Two minor articles, an abstract in Annales de Gergonne (December, 1830) and a
letter on the teaching of science in the Gazette des Écoles ( January 1831)
were Galois' last publications during his lifetime. In early January, 1831,
Galois attempted to return to mathematics. He organized some mathematics
classes in higher algebra which attracted 40 students to the first meeting but
after that the numbers quickly fell off. Galois was invited by Poisson to
submit another version of his paper on equations to the Académie and he did so
in mid-January.
In April, acquaintance Sophie Germain wrote a letter to her friend the
mathematician Libri which tells of Galois' condition:
... the death of M. Fourier, have been too much for this student Galois who,
in spite of his impertinence, showed signs of a clever disposition. All this
has done so much that he has been expelled from École Normale. He is without
money... They say he will go completely mad. I fear this is true.

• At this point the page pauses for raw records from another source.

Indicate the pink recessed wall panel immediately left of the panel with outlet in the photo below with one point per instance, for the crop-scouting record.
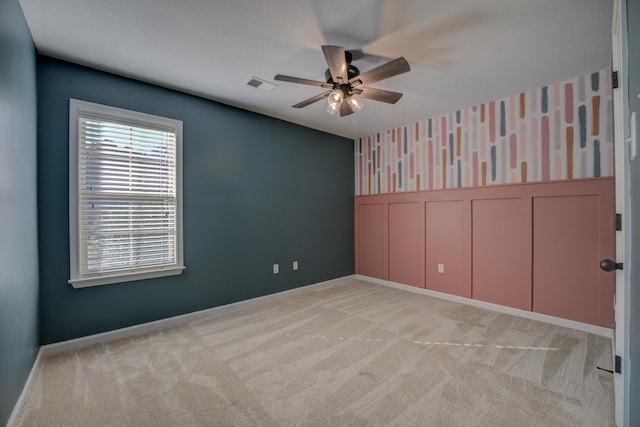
(405, 239)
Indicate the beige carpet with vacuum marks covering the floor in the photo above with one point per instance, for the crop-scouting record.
(346, 353)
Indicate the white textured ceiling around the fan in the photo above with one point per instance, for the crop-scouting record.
(462, 52)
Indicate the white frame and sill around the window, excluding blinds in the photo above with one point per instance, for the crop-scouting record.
(78, 109)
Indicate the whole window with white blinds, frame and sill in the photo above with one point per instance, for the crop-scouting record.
(125, 185)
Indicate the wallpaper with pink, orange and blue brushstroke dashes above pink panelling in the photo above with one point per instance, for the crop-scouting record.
(562, 131)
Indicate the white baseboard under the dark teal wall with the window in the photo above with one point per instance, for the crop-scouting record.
(144, 328)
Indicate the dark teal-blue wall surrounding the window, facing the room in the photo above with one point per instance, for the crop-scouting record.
(257, 191)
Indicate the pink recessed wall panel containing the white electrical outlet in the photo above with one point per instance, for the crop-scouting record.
(445, 245)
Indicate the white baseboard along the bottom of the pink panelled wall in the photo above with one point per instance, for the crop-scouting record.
(584, 327)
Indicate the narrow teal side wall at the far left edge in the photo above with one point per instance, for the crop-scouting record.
(18, 238)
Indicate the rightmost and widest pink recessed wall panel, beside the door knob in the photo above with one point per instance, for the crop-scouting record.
(566, 273)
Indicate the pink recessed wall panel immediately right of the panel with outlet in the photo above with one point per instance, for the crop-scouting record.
(500, 252)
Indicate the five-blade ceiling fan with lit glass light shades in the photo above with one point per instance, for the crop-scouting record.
(346, 85)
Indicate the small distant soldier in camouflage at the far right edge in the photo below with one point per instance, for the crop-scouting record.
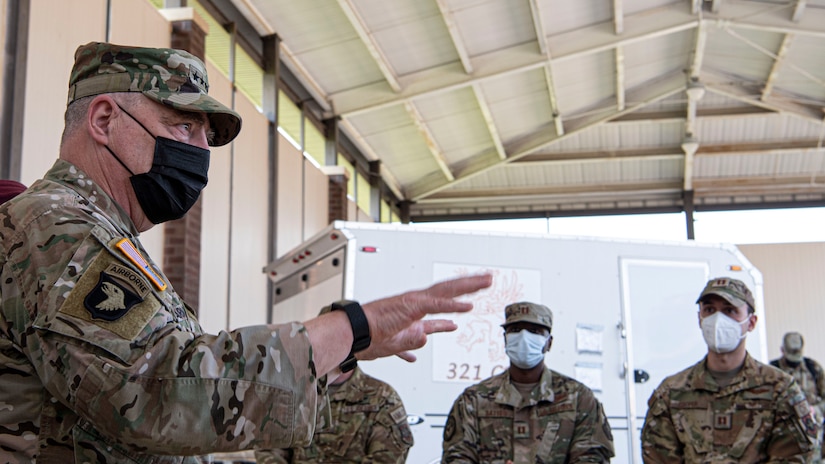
(808, 374)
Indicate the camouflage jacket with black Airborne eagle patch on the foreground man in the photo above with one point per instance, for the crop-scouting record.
(101, 363)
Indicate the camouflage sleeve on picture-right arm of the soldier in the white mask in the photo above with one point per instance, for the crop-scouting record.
(794, 429)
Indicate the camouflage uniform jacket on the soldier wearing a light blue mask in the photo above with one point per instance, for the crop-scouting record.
(567, 423)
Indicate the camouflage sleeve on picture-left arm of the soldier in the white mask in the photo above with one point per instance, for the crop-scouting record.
(660, 444)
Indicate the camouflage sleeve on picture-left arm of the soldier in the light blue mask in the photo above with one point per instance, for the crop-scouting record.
(460, 443)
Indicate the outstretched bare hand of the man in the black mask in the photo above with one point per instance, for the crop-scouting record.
(396, 324)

In May, 1831, Galois was arrested, after a republican
dinner gathering, because he had purportedly made vague threats towards the
monarchy. Despite being acquitted in a trial, he was later rearrested on
Bastille Day, July 14, for wearing the illegal uniform of the defunct Artillery
of the National Guard. He was sent to Sainte-Pélagie prison, which was where
he learned of Poisson's rejection of his latest work. Poisson believed:
His argument is neither sufficiently clear nor sufficiently developed to
allow us to judge its rigour.
However, Poisson did encourage Galois to publish a more complete account of his
work. Deeply troubled with his situation, Galois attempted to commit suicide by
stabbing himself with a dagger but the other prisoners prevented him.
In March, 1832, a cholera epidemic swept Paris and
prisoners, including Galois, were transferred to the pension Sieur Faultrier.
There he apparently fell in love with Stephanie-Felice du Motel, the daughter
of the resident physician. After he was released in late April, Galois
exchanged letters with Stephanie, and it is clear that she tried to distance
herself from him. The name Stephanie appears several times as a marginal note
in one of Galois' manuscripts.
In late May, Galois was challenged to a pistol duel at 25 paces by Perscheux
d'Herbinville, a rival in politics and also for Stephanie's affection. Legend
has it that Galois stayed up the entire night before the fateful duel,
feverishly writing what would become his final notes on mathematics, especially
pertaining to group theory.
On May 30, 1832, Galois was shot in the abdomen in the
duel and left to die in a field by the victorious d'Herbinville. Found by a
peasant, Galois succumbed to his wounds the next day in a hospital.
He was 20 years old.
In 1846, Liouville editted and published Galois' manuscripts, including his
final notes. Liouville announced to the Académie des Sciences:
I experienced an intense pleasure at the moment when, having filled in some
slight gaps, I saw the complete correctness of the method by which Galois
proves, in particular, this beautiful theorem: In order that an irreducible
equation of prime degree be solvable by radicals it is necessary and sufficient
that all its roots be rational functions of any two of them.
Galois finally began receiving his redemption and recognition, many years
after the end of his very short life.
The immensely important contributions to the field of
mathematics by Évariste Galois are now fully and justly recognized.
His work holds tremendous influence to this day.